# Melody Model Training
This notebook performs model pre-training, fine-tuning using chords
extracted from personal WAV files, and inference. All artifacts are
saved under `outputs/<session_id>/`. Front-end or app code is omitted.


In [ ]:
import uuid
from pathlib import Path

import torch
import torchaudio
from IPython.display import Audio, display

# Simple chord extraction for user-provided WAV files
import wave
import numpy as np

NOTE_NAMES = np.array(["C","C#","D","D#","E","F","F#","G","G#","A","A#","B"])

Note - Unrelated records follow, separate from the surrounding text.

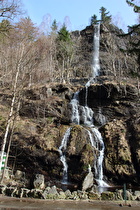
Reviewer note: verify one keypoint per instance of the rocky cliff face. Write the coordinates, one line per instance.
(115, 61)
(44, 117)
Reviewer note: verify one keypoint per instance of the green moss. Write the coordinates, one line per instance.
(107, 196)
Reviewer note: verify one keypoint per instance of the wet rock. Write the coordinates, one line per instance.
(36, 193)
(93, 196)
(51, 193)
(24, 193)
(62, 195)
(10, 191)
(68, 194)
(2, 189)
(107, 196)
(82, 195)
(39, 182)
(88, 181)
(118, 195)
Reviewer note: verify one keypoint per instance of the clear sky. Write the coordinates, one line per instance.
(77, 13)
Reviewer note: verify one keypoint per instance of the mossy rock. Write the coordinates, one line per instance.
(107, 196)
(93, 196)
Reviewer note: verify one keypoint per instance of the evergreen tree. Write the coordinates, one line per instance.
(105, 18)
(94, 20)
(64, 53)
(135, 7)
(54, 26)
(63, 34)
(134, 31)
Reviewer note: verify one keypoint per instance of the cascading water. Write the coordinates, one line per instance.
(96, 45)
(62, 151)
(84, 115)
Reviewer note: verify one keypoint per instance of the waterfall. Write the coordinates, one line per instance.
(62, 151)
(75, 112)
(96, 45)
(85, 115)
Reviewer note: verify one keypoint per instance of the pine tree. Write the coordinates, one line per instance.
(54, 26)
(134, 31)
(63, 34)
(105, 18)
(94, 20)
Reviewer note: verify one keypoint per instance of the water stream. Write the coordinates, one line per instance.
(85, 116)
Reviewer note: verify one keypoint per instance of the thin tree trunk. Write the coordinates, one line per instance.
(12, 108)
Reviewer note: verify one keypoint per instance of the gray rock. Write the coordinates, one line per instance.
(39, 182)
(88, 181)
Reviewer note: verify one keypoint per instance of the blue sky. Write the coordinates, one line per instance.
(77, 13)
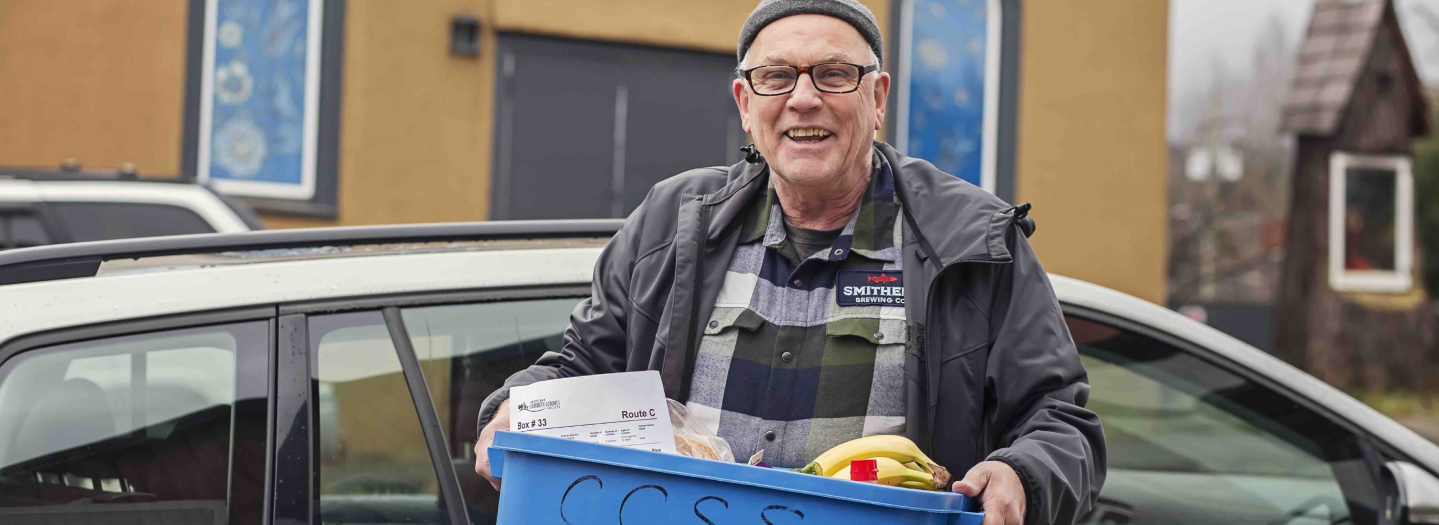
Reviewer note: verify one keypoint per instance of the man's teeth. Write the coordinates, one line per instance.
(807, 133)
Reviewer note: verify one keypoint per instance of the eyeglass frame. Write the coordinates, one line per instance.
(802, 71)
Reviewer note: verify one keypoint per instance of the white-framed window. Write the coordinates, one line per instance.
(1372, 222)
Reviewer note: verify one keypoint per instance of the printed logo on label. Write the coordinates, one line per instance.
(869, 288)
(540, 404)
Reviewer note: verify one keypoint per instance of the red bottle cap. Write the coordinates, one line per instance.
(864, 471)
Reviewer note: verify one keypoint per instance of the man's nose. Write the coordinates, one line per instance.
(805, 97)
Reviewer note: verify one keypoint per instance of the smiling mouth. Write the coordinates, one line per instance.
(807, 135)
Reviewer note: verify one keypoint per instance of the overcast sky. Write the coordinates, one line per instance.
(1202, 30)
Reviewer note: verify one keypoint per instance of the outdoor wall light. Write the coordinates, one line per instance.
(465, 36)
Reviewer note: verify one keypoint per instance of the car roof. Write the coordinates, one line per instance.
(143, 278)
(1091, 297)
(71, 285)
(222, 215)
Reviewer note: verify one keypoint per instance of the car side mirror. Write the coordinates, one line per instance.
(1410, 495)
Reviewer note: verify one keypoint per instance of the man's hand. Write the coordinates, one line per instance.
(999, 491)
(487, 437)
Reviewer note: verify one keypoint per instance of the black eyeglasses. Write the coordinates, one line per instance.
(831, 78)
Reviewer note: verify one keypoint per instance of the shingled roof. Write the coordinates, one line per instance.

def _freq_to_note(freq: float):
    if freq <= 0:
        return None
    note_num = int(np.round(12 * np.log2(freq / 440.0) + 69))
    return NOTE_NAMES[note_num % 12]


def extract_chords_from_wav(path: str, frame_size: int = 4096, hop_size: int = 2048):
    try:
        with wave.open(path, "rb") as wf:
            sr = wf.getframerate()
            n = wf.getnframes()
            audio = np.frombuffer(wf.readframes(n), dtype="<i2").astype(np.float32)
            channels = wf.getnchannels()
    except Exception:
        return []
    if channels > 1:
        audio = audio.reshape(-1, channels).mean(axis=1)
    audio /= 32768.0
    chords = []
    last = None
    window = np.hanning(frame_size)
    for start in range(0, len(audio) - frame_size + 1, hop_size):
        frame = audio[start:start+frame_size]
        spectrum = np.fft.rfft(frame * window)
        freqs = np.fft.rfftfreq(frame_size, 1 / sr)
        idx = int(np.argmax(np.abs(spectrum)))
        note = _freq_to_note(freqs[idx])
        if note and note != last:
            chords.append(note)
            last = note
    return chords

class TinyModel(torch.nn.Module):
    def __init__(self):
        super().__init__()
        self.lin = torch.nn.Linear(100, 100)

    def forward(self, x):
        return torch.tanh(self.lin(x))

    def training_step(self, x, y):
        pred = self(x)
        return torch.nn.functional.mse_loss(pred, y)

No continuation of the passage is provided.